VASCULAR CALCIFICATION IN CKD

Vascular calcification (VC) has been recognized as one of the main causes of arterial wall stiffness leading to significant mechanical changes that alter vessel extensibility inducing an increased pulse wave velocity and pressure. The structural changes induced by VC, in turn, led to hypertension, left ventricular hypertrophy and HF, accounting for arterial calcification as a major independent risk factor for incident CV disease and overall mortality in CKD patients [17].

VC has been defined as the pathological deposition of calcium crystals in the vasculature and, in CKD patients, several are the circulating factors responsible for VC, usually defined as the uraemic milieu [18]. Due to the impairment of the renal function, the uraemic milieu is characterized by the presence of a plethora of uraemic toxins and by high levels of phosphate (Pi), both inducers of VC. Therefore, uraemic patients have several circulating pro-calcifying factors that ultimately are responsible for the deposition of calcium and Pi in the tunica media of arteries.
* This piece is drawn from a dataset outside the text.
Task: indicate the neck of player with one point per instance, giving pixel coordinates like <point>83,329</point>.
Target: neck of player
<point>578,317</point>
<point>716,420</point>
VC in uraemia is a complex multi-factorial process with a central role played by the trans-differentiation of vascular smooth muscle cells (VSMCs) and apoptosis. Indeed, VSMCs respond to the uraemic milieu with a transformation in simil-osteoblast that acquire the skills to deposit hydroxyapatite crystals in the extracellular matrix (ECM) and, due to the uraemic milieu toxicity, VSMCs could become apoptotic and act as a nidus for calcification initiation.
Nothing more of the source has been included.